- Film Poster
- Genre: Science fiction; Thriller;
- Based on: Beirut by Alan Bowne
- Written by: Stephen Tolkin
- Directed by: Stephen Tolkin
- Starring: Cuba Gooding Jr.; Moira Kelly; Omar Epps; Martha Plimpton;
- Music by: Michel Colombier
- Country of origin: United States
- Original language: English

Production
- Executive producers: Kathryn Galan; Colin Callender;
- Producer: John Bard Manulis
- Cinematography: Tom Sigel
- Editors: Brunilda Torres; Lois Freeman-Fox;
- Running time: 91 minutes
- Production company: HBO Showcase
- Budget: $3 million

Original release
- Network: HBO
- Release: May 8, 1993

= Daybreak (1993 film) =

1993 film directed by Stephen Tolkin

Daybreak is a 1993 American sci-fi thriller television film written and directed by Stephen Tolkin, based on the 1987 Off-Broadway play Beirut by Alan Bowne. It stars Moira Kelly, Cuba Gooding Jr., Martha Plimpton, and Omar Epps, and aired on HBO on May 8, 1993.

==Plot==
The film is set in the near future in a more authoritarian United States. It deals with the social persecution and criminalization of people who are infected with a sexually transmitted infection similar to HIV. Those who test positive for the disease are forcibly placed into quarantine camps. In the quarantine camps they are tattooed with a P by the authorities to indicate their positive status and shot if they try to escape. The quarantine camps are dilapidated places where patients are left to die without care or contact with the outside world.

Blue is a young woman who earns a living scavenging metal in the city. She goes with a friend who wants to be tested to a Helping Hand clinic. The clinic has the sinister slogan "Making your hard choices easier". Outside the clinic they are given a card warning them against getting tested there. The card demands "Why is sickness a crime? Why is hospital a prison? Why does the helping hand hold a gun?". Blue is disturbed by this warning and meets an activist in the resistance called Torch.

The resistance works to prevent the quarantine of those who are positive. They arrange testing outside the official system so that they will not be quarantined. They rescue people being held by the Helping Hand clinic in order to give them medicine, care, and understanding. They distribute condoms and clean needles to help prevent the spread of the disease. This is contrasted with government advertisements for the Helping Hand clinics that threaten "The only way is not to play".
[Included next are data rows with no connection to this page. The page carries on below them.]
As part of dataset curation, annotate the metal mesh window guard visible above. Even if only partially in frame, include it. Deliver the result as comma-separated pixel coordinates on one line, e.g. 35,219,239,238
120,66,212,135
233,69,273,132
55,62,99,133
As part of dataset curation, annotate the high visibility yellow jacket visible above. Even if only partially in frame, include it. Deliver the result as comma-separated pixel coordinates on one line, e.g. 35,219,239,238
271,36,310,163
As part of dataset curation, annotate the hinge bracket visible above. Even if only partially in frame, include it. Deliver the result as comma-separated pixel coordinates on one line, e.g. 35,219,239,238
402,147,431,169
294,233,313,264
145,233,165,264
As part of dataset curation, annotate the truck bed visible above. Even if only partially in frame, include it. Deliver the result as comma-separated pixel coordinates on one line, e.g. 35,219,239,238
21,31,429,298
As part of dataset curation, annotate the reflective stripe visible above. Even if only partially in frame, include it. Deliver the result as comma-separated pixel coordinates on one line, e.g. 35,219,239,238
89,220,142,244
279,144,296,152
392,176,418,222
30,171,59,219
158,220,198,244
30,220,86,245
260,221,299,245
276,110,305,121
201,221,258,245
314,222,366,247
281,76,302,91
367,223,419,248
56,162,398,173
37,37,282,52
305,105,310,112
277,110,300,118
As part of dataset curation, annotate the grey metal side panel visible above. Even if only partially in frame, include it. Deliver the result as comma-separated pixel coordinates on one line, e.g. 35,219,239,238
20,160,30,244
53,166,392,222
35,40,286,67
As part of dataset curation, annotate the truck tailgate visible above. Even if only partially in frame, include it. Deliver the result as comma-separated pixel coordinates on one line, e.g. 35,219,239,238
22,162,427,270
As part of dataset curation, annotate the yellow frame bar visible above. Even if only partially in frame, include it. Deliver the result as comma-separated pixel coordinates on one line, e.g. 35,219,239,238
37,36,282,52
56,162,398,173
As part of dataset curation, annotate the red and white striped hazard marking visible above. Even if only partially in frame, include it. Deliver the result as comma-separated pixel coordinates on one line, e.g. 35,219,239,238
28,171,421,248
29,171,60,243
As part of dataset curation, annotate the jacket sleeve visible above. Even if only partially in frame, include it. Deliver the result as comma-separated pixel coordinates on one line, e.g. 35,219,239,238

A relationship develops between Blue and Torch and it is revealed that Torch is positive. Torch is arrested because of his activism and when the police discover that he is positive they send him to quarantine. Blue sneaks into the quarantine in order to see Torch. Blue wants to be infected by Torch so that they can live together inside the quarantine camp, but Torch is reluctant to infect Blue. In the end she escapes at his urging and continues the fight on the outside.

==Cast==
- Moira Kelly as "Blue"
- Cuba Gooding Jr. as "Torch"
- Martha Plimpton as Laurie
- Omar Epps as Hunter
- Alice Drummond as Anna
- Amir Williams as Willie
- David Eigenberg as "Bucky"
- John Cameron Mitchell as Lennie
- Willie Garson as Simon
- Mark Boone Jr. as Quarantine Guard
- Deirdre O'Connell as Mom
- Jon Seda as Payne
- Phil Parolisi as Russell
- Paul Butler as Truck Driver
- Alix Koromzay as Woman In Quarantine
- Nick Chinlund as Commander
- Phil Hartman as Man In Abstinence Commercial
- John Savage as The President

==Production==
Filming took place in New York City, including Lower Manhattan.